Just now, we come across another similar incident where cyber criminals are using a malware which has already compromised thousands of Windows users worldwide in an effort to steal their Social Media account, Online account and Banking account Credentials.
A Greek Security Researcher recently discovered a malware sample via a spam campaign (caught in a corporate honeypot), targeting large number of computers users rapidly. He investigated and posted a detailed technical analyses of the malware on his blog.
After reverse engineer the malware sample file, he found that the cybercriminals are using a combination of software AutoIT (Automate day-to-day tasks on computers) and a "commercial" Keylogger named "Limitless Keylogger" to make it FUD i.e. Fully Undetectable from static analysis.
Keylogger is a critical type of software program for cyber criminals, which records every input typed into the keyboard and easily detects passwords for users’ Email accounts, Social Media accounts and Online Bank accounts.
This malicious application captures every keystrokes users press and send them to a specified email address linked to the cyber criminal. More interestingly, the malware uses AutoIT in order to evade detection by Antivirus programs.

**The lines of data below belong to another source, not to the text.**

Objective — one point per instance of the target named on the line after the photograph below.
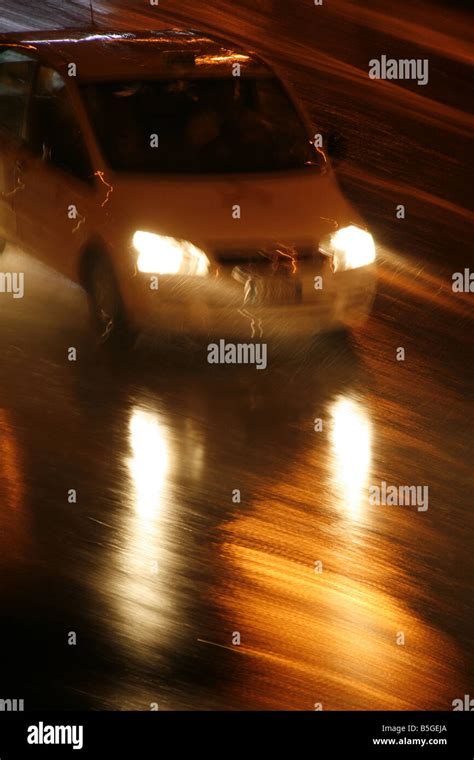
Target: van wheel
(107, 311)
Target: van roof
(102, 55)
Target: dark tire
(108, 316)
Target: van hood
(289, 207)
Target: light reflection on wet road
(156, 567)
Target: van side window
(16, 76)
(54, 132)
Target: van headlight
(349, 248)
(158, 254)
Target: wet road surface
(157, 567)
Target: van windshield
(199, 125)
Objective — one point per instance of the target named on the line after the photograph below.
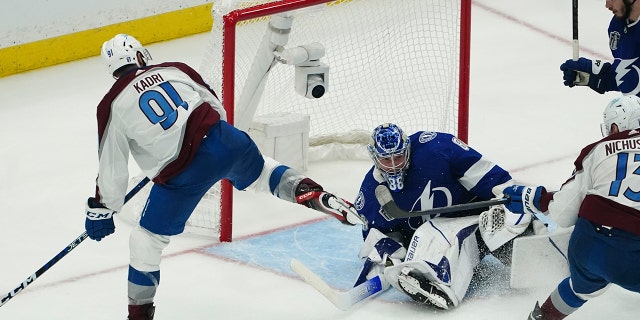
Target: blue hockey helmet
(390, 150)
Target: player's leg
(586, 260)
(166, 211)
(144, 272)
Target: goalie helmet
(123, 50)
(624, 112)
(390, 150)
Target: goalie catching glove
(99, 221)
(311, 194)
(499, 225)
(596, 74)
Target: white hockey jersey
(159, 114)
(605, 185)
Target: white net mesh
(390, 61)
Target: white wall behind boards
(24, 21)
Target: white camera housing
(312, 76)
(312, 81)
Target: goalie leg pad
(444, 251)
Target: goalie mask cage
(401, 61)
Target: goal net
(400, 61)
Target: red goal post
(440, 83)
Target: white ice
(521, 117)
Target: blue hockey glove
(99, 222)
(524, 199)
(596, 74)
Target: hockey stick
(64, 252)
(575, 44)
(582, 78)
(390, 209)
(341, 299)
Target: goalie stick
(341, 299)
(390, 209)
(64, 252)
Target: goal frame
(231, 19)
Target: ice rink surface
(521, 116)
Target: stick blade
(342, 300)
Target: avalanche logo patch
(427, 136)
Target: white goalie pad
(499, 225)
(540, 260)
(450, 245)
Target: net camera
(311, 76)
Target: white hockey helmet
(390, 150)
(122, 50)
(624, 112)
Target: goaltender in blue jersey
(431, 259)
(623, 73)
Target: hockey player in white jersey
(174, 126)
(602, 201)
(432, 259)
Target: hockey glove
(498, 226)
(524, 199)
(326, 202)
(99, 221)
(596, 74)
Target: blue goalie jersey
(443, 171)
(624, 42)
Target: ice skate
(141, 312)
(536, 314)
(420, 289)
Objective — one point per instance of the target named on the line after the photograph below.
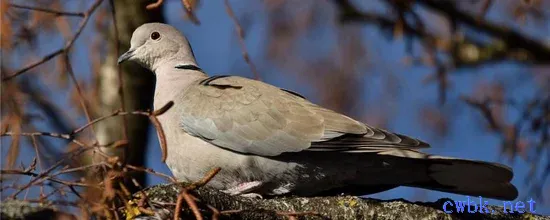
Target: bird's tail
(468, 177)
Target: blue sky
(217, 51)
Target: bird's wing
(253, 117)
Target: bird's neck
(171, 81)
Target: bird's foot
(243, 189)
(252, 196)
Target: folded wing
(252, 117)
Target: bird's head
(154, 44)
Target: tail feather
(468, 177)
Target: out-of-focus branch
(66, 48)
(240, 34)
(465, 51)
(48, 10)
(538, 52)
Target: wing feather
(252, 117)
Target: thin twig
(211, 174)
(78, 90)
(67, 46)
(240, 34)
(154, 5)
(47, 10)
(184, 195)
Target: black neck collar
(188, 67)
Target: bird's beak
(125, 56)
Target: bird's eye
(155, 35)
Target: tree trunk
(138, 87)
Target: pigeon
(270, 141)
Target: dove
(270, 141)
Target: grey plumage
(271, 141)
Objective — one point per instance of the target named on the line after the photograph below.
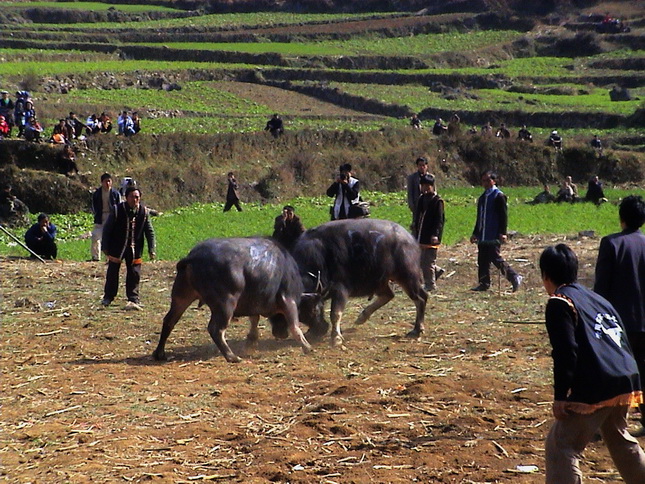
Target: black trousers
(231, 203)
(132, 278)
(45, 248)
(637, 342)
(489, 253)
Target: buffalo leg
(291, 314)
(177, 307)
(415, 291)
(338, 303)
(382, 298)
(254, 333)
(220, 317)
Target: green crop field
(420, 97)
(220, 20)
(417, 46)
(90, 6)
(202, 221)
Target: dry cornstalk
(56, 412)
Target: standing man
(620, 278)
(123, 235)
(232, 198)
(6, 110)
(275, 126)
(105, 197)
(413, 186)
(345, 190)
(595, 377)
(40, 238)
(428, 229)
(490, 232)
(287, 227)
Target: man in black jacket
(105, 197)
(620, 278)
(287, 227)
(428, 229)
(595, 377)
(123, 235)
(490, 232)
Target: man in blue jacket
(123, 238)
(490, 232)
(620, 278)
(595, 376)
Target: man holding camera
(346, 190)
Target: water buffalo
(353, 258)
(237, 277)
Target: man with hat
(414, 190)
(428, 229)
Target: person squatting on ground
(595, 377)
(232, 197)
(346, 190)
(620, 278)
(428, 228)
(490, 232)
(104, 199)
(123, 237)
(287, 227)
(40, 238)
(595, 193)
(275, 126)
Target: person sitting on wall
(525, 135)
(503, 132)
(596, 144)
(595, 193)
(555, 140)
(33, 130)
(40, 237)
(5, 129)
(544, 196)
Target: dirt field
(83, 401)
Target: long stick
(21, 244)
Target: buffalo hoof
(336, 341)
(361, 319)
(307, 349)
(415, 334)
(233, 358)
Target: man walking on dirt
(105, 197)
(595, 377)
(413, 185)
(490, 233)
(123, 235)
(620, 278)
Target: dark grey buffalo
(354, 258)
(237, 277)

The malware distributed in the spam campaign comes as a WinRAR SFX executable file with a custom icon which drops 4 malicious files onto the victim’s computers with hidden and system attributes.
The Malware archive includes:
- AutoIT script ‘update.exe’ of 331MB
- Python script to “deobfuscate” AutoIT script
- oziryzkvvcpm.AWX - Settings for AutoIT script
- sgym.VQA – Another Encrypted malware/Payload Binary
Initially the obfuscated AutoIT Script is of size 331MB, because it contains lots of garbage content, but after deobfuscate process it becomes only 55kbyte in size with clean malicious code.
Researcher found lot of functions and various functionalities in the malware code those allow the malicious software to protect itself from detection.
On Further reserve engineering, he found that the malware sends the collected keystroke data to the cybercriminal via SMTP email server. So he sniffed the whole conversation of malware SMTP traffic and discovered that the keylogger was sending all keystrokes of the user, screenshots, recovery data (saved passwords from several applications/browsers) to an email ID - “firstname.lastname@example.org”.
He also extracted the hardcoded SMTP email ID username and passwords of the respective Yandex mail address from the malware source code.
Researcher told SecNews, “The detection was accomplished in the past few days and found that the malware was being Greek is targeting users (minimum numerical cases).”
“Possibly some Indonesian hackers might have used the malicious software available on the Russian hacking forum sites” they said. "and the targets are well known companies from retail industry,oil,airlines etc"
At last, the researcher also disclosed some online FTP servers using Google hacks, where the data has been uploaded by the different variants of the Limitless Logger by various hacking groups.